Pod tym szyldem — oczywiście Instytutu Propagandy Sztuki, a nie Teatru Żydowskiego — na placu Saskim, który ciągle zmieniając imiona nazywał się wtedy placem Piłsudskiego, mieściła się naówczas w pawilonie przeznaczonym na wystawy współczesnej plastyki polskiej popularna kawiarnia artystów.
Po drodze — pamiętam, jak gdyby to było wczoraj — ostrożnie rozcinałem kartki książki zanosząc się raz po raz szatańskim chichotem, nieomal rzężąc od śmiechu.
Pierwszą osobą, na którą wpakowaliśmy się wchodząc do IPS-u, był nasz przyjaciel Edward Boyé.
Po kilku minutach jeden z egzemplarzy autorskich „Wspólnego pokoju" z serdeczną dedykacją Zbyszka dla tłumacza „Don Kichota" leżał na stoliku przed Edwardem.
(...)
Najpierw się uśmiechnął. Nietrudno było się domyślić, że to reakcja na płytko zaszyfrowany w książce komplement pod jego adresem — poznał siebie w powieściowej postaci Michała Bove („Lucjan dojrzał w kącie sali swego przyjaciela, Michała Bove, doskonałego tłumacza włoskiej i hiszpańskiej literatury").

(...)

Jerzy, syn znanego niegdyś uczonego ekonomisty i redaktora, był oddanym przyjacielem młodych poetów — i on to właśnie wygrzebał skądsiś Uniłowskiego.
Tak więc, jak to mniej lub więcej zgodnie z faktami przedstawił Uniłowski w swojej powieści, znalazł się on w domu mojej matki — we wspólnym pokoju.
Przez ów pokój, stanowiący część naszego nader skromnego mieszkania, przewinęło się w tamtym czasie niemało osób (Włodzimierz Sokorski, Mieczysław Wągrowski, Stanisław Okęcki, Czesław Skoniecki).
Niebawem wylądował w nim jeszcze jeden z „kwadrygantów" — utalentowany autor „Opowieści morskich", Stanisław Maria Saliński.
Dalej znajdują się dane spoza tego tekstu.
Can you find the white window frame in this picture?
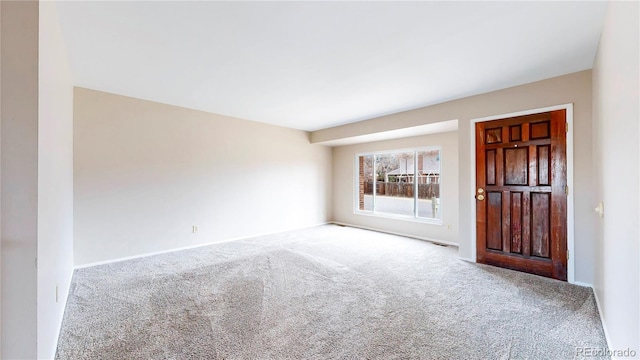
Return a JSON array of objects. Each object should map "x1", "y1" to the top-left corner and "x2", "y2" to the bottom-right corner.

Znacznie wcześniej zagnieździli się tu dwaj sublokatorzy — studenci. Jeżeli doda się, że razem z nami musiał się jakoś mieścić mój młodszy brat i że w sąsiednim pokoju mieszkały wraz z moją matką dwie młode sublokatorki, trudno wytoczyć przeciw nam oskarżenie, żeśmy się na tej Nowiniarskiej niedostatecznie zagęścili.
Te — bez przekąsu — „ludowo-demokratyczne" stosunki mieszkaniowe nie sprzyjały zbytnio rozbudzeniu domatorskich skłonności w lokatorach. Najmniej się tym przejmowały nasze sublokatorki. Pracując jako ekspedientki sklepowe, znikały z domu prawie o świcie i tyle je było widać aż do wieczora. Studenci najczęściej przebywali także poza domem — na wykładach. Pozostawaliśmy jeszcze my, ludzie nieco „luźni". Ponieważ zagęszczenie najokrutniej dawało się odczuwać wieczorami, z zapadnięciem zmierzchu pod tym pretekstem ulatnialiśmy się (...)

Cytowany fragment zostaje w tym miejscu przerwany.